House debates

Monday, 12 February 2018

Private Members' Business

Morant, Lieutenant Harry ‘Breaker’, Handcock, Lieutenant Peter, Witton, Lieutenant George

10:29 am

Photo of Michael DanbyMichael Danby (Melbourne Ports, Australian Labor Party) Share this | Hansard source

I commend the member for Wright and the member for Eden-Monaro for their remarks. The injustice suffered by Harry 'Breaker' Morant is something that is in the Australian imagination. I commend the members of his family that are here in the gallery, and particularly Jim Unkles, for his long campaign for justice on their behalf. This is not an issue, as the member for Eden-Monaro pointed out, of whether some wrong act was committed; it's an issue of whether Australian servicemen serving in the Boer War were treated differently to British troops fighting in the same conflict. It's not just clear from the legend of the film but from all of the research that has been done since that that was the case.

I really think the member for Eden-Monaro made a great point: because of this great injustice, perhaps Australian troops were not executed during World War I, which came so soon afterwards. That's a very important step. It was a step that Australia took in seeing that we were more independent of Britain—not that we want to disassociate ourselves from the great Westminster system or anything like that, but there were circumstances where the imperial interests of Great Britain, prior to the First World War, were trying to be friendly with the German kaiser. Lord Kitchener felt, therefore, that the Australian colonials could be treated differently to British troops. These kinds of incidents happened after, as the member for Eden-Monaro said—and I'm sure the member for Wright did too—the mutilation of members of the Bushveldt Carbineers by the Boers.
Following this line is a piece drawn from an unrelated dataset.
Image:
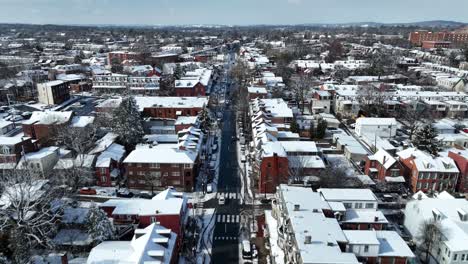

It was a very vicious conflict. Breaker Morant and his associates were treated differently to British troops. I think the idea of Lord Kitchener, in making himself absent from any ability to appeal the court martial, was that this would appease the Germans. After all, a German minister had been killed in that conflict. If one looks at even the geostrategic aims of what was attempted to be achieved, no appeasement was raised with Germany. The kaiser was determined to have his Great War; he was determined to show that Germany was the great power in Europe. And such foolish efforts by Lord Kitchener to appease, in anticipation, the Germans by executing colonials was unethical and a mistaken idea.

Jim Unkles, in his wonderful piece recently in The Australian, explained that this is a debate not about the execution of prisoners during the Boer War but about whether they were denied justice. He details the scandalous point that Lord Kitchener left Pretoria and told his staff he was uncontactable, thereby denying the Australians their legal right to appeal to King Edward and seek the assistance of the Australian government. That was a calculated perversion of the course of justice. He may have been told to do that by higher-ups in the British government, but, whatever it was, it was an example of treating Australians differently. I think this country has developed independently since then. That was a key point in the breaking of the commonality between Australia and Britain. If one looks at The Bulletin or any of the magazines that were published in all of the intervening years, they were very strongly aware of this injustice, and it sort of helped develop the independent Australian psyche that we have now, particularly when we're involved in military conflict. It's commendable that we continue to raise this with the British. I don't think any justice will be done until the capital punishment suffered by those two poor men is overturned.